Let’s move beyond the music and the haircuts to learn to innovate like the Beatles. Have some fun and buy or download 21 (the 21 songs that were #1 records). Fill up your Apple music account or Spotify with a selection of their songs.

It’s time to loosen our imaginations and free them from the status quo. Let’s take our inspiration from the author Francis Schaeffer: “The Christian is the one whose imagination should fly beyond the stars.”

Remember, “He loves you! Yeah! Yeah!
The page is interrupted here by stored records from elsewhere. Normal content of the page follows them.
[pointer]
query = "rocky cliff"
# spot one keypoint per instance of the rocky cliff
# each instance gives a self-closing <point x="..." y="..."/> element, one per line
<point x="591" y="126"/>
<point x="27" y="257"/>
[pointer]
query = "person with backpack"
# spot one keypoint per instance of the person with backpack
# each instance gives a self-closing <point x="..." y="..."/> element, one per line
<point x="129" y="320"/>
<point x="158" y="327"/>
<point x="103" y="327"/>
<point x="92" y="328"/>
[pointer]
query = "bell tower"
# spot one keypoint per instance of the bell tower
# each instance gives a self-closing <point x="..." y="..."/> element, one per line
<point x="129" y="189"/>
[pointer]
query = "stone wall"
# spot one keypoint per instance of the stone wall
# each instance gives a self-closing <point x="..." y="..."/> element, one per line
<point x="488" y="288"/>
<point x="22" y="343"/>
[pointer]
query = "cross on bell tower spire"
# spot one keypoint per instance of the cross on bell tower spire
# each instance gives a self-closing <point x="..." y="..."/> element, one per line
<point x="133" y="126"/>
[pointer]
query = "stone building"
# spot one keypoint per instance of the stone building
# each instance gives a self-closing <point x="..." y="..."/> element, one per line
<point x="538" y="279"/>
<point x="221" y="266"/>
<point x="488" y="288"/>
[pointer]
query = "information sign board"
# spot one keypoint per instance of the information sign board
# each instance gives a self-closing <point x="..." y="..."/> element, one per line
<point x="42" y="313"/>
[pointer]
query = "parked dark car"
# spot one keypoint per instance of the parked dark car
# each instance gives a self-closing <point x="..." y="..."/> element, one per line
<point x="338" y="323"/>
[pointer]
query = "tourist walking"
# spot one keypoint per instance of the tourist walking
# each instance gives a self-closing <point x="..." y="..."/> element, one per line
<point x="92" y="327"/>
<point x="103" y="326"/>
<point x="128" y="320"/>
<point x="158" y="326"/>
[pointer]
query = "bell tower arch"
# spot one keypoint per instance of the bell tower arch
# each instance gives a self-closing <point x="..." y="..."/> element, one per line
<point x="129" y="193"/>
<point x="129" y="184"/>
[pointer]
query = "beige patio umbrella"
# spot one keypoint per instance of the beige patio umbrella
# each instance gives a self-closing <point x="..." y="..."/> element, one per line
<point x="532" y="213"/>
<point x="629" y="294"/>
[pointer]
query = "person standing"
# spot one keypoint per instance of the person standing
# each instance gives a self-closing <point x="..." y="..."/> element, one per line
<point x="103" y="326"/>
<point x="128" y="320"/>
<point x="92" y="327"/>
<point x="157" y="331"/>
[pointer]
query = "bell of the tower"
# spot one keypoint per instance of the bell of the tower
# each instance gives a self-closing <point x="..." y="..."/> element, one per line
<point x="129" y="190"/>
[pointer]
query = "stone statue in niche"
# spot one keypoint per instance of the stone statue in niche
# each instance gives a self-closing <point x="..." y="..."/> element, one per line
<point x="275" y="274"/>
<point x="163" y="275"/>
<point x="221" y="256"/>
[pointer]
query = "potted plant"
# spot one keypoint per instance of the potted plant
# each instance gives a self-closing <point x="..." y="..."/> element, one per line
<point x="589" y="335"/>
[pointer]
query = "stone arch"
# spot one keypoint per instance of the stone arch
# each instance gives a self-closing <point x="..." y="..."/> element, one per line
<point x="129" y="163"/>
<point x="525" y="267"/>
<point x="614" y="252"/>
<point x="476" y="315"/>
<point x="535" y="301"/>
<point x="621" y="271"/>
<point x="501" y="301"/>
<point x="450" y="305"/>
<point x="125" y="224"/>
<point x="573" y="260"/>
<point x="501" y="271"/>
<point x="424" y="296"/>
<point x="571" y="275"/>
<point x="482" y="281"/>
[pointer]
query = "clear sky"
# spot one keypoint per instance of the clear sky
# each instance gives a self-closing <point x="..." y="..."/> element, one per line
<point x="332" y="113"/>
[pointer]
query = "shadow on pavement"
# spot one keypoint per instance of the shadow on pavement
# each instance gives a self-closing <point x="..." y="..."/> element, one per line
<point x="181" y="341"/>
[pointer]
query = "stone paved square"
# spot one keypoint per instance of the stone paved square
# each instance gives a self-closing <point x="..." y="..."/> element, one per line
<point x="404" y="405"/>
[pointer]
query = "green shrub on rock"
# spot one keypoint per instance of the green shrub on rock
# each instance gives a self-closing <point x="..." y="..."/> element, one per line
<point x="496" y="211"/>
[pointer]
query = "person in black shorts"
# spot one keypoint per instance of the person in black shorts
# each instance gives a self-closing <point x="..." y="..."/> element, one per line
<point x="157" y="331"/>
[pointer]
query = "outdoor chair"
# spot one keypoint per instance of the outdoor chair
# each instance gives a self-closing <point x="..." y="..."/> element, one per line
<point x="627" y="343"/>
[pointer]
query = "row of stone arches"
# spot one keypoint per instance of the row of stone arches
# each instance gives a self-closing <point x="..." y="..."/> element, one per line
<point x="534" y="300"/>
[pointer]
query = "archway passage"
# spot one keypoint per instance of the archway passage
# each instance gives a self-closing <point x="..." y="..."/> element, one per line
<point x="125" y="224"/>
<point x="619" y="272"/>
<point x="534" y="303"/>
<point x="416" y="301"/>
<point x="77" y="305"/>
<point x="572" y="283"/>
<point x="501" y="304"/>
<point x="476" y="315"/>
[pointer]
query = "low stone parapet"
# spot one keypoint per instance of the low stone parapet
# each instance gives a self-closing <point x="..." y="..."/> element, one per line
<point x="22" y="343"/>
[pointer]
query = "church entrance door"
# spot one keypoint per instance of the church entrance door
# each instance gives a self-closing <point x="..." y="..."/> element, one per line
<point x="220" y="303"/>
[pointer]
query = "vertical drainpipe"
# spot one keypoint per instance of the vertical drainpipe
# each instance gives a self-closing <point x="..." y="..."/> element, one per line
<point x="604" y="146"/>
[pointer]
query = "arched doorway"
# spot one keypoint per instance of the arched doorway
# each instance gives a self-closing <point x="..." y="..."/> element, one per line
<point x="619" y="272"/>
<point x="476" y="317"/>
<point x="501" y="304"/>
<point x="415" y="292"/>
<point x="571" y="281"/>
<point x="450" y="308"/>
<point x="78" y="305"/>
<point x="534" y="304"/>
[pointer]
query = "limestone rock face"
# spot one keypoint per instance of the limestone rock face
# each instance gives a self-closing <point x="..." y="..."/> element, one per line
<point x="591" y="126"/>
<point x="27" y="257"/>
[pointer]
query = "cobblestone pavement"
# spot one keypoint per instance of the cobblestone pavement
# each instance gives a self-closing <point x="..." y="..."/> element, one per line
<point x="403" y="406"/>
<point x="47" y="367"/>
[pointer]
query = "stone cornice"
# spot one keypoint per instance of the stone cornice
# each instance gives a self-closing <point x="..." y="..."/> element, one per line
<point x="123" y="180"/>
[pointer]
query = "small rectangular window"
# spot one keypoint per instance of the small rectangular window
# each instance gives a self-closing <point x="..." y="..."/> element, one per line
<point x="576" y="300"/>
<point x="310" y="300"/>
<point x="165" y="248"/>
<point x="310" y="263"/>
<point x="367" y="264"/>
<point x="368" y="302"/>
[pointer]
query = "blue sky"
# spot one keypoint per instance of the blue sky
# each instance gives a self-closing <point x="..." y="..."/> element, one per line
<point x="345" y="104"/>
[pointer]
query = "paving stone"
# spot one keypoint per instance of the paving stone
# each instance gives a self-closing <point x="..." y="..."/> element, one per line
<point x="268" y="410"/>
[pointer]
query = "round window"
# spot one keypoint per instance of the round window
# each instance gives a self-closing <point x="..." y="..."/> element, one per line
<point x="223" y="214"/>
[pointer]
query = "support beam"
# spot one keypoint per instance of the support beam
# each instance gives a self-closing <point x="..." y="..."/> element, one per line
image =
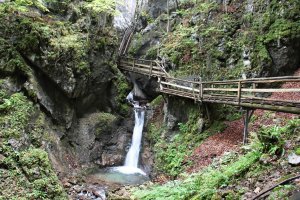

Yeah!”

A Beatles Quiz

  1. What was the name of the Liverpool club that propelled them to stardom?
  2. What was the name of their first number one record in America?
  3. What two songs did they record in German?
  4. What was the name of their first movie?
  5. What song started with the words “scrambled eggs?”
  6. Who was the walrus?
  7. What did they pioneer in the song “I Feel Fine?”
  8. What album did Rolling Stone magazine label as the best rock album of all time?
  9. Only two artists outside the band every played on a Beatles’ record. Who was the guitarist on “While my Guitar Gently Weeps?”
  10. What song was heard in twenty-six countries on a live global television broadcast in 1967?
Show Answers
  1. The Cavern
  2. I Want to Hold Your Hand
  3. She Loves You and I Want to Hold Your Hand
  4. A Hard Day’s Night
  5. Yesterday
  6. “The walrus was Paul” from Lennon’s I Am The Walrus
  7. First recorded guitar feedback.
  8. Sgt. Pepper’s Lonely Hearts Club Band
  9. Eric Clapton
  10. All You Need is Love

4 Comments

  1. Rich lessons to apply, Bill. Thank you. I have a friend who still plays Beatle music and has a Fab4 license plate who I’ll be sharing this with.